Escrevo este posto para criticar um Manifesto intitulado “Ocupar as escolas, proteger as pessoas, recriar a educação”, lançado essa semana por 28 entidades da área da saúde e educação, dentre elas a ANPED, ANFOPE e CNTE. A associação dos reitores (ANDIFES) e sindicato paralelo do ensino superior (PROIFES) também subscrevem o documento.

A intenção manifesta do texto é disputar a narrativa de retorno, propondo uma concepção de escola, de cuidado e de retorno. Além de mostrar o acirramento das desigualdades que o isolamento social provocou, o texto faz afirmações como as que transcrevo abaixo:

Nesse contexto, o debate sobre reabertura das escolas e consequente retomada de atividades educacionais se tornou tão polarizado quanto o ambiente político do país.

Mais do que retorno a aulas e stividades presenciais, precisamos trabalhar para reabrir e ocupar as escolas, este equipamento público singular, valioso e, nos seus limites, de acesso universal.

Reabrir escolas e acolher estudantes e profissionais pode ser a melhor medida em determinadas comunidades, para garantir a vida, a saúde e a convivência saudável.

Convocar o poder público para apoiar esse movimento de abrir-ocupar-proteger-recriar, viabilizando condições adequadas, principalmente do ponto de vista sanitário, para que a frequência à escola como espaço comum seja segura para todos os integrantes da comunidade escolar, com odos os cuidados de proteção individual e coletiva. (Grifos meus)

Sei que a intenção é de disputar uma visão de retorno, mesmo que algumas frases me sejam estranhas para serem ditas por entidades progressistas (espera talvez serem ditas pelo Todos pela Educação). Mas, como nos ensina Carlos Matus, citado no inicio deste post, não jogamos sozinho, o adversário joga e tem muto poder para impor uma narrativa.

O Manifesto, lançado neste momento, reforça o discurso dos governos e do governo federal de que as escolas podem voltar, com algumas garantias, mas podem imediatamente voltar.
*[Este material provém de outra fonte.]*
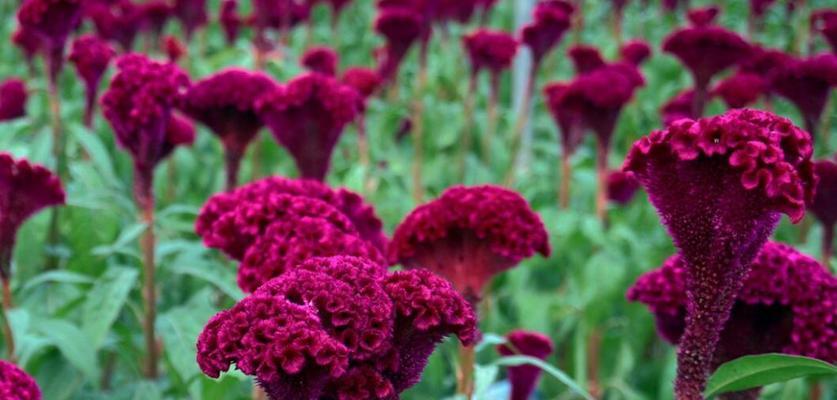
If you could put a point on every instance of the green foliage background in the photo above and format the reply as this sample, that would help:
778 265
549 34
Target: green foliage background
78 327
Este é o único debate que está sendo travado na opinião pública brasileira: é hora de retorno presencial ou não.

Em que pese as salvaguardas e a ideia de disputar o sentido da escola, de sua prática pedagógica, do formato de suas decisões, ao propor reabrir as escolas, o documento ajuda os governos e fragiliza a luta de sindicatos e associações que se posicionam contra esta medida em suas cidades.

E mais, Andifes e o sindicato paralelo do ensino superior colocam as universidades públicas, estaduais e municipais, no seio deste debate. Ou seja, há movimentação e intencionalidade no meio dos reitores de voltar “a normalidade” e concordância do sindicato paralelo que podemos voltar.

Felizmente dois espaços que valorizo muito pela coerência não assinaram.  A Campanha Nacional pelo Direito a Educação, que faz excelente trabalho de articulação política e que trava intenso debate com movimentos empresariais que querem o retorno presencial das aulas. E o nosso sindicato nacional do ensino superior, o ANDES, que defende que retorno presencial somente com condições sanitárias adequadas e medidas de proteção aos docentes, técnicos e alunos.


Ou seja, um documento lançado na hora errada, com propostas que somente ajudam a quebrar a nossa justa resistência contra aqueles que querem nos colocar em risco, em nome da volta na normalidade.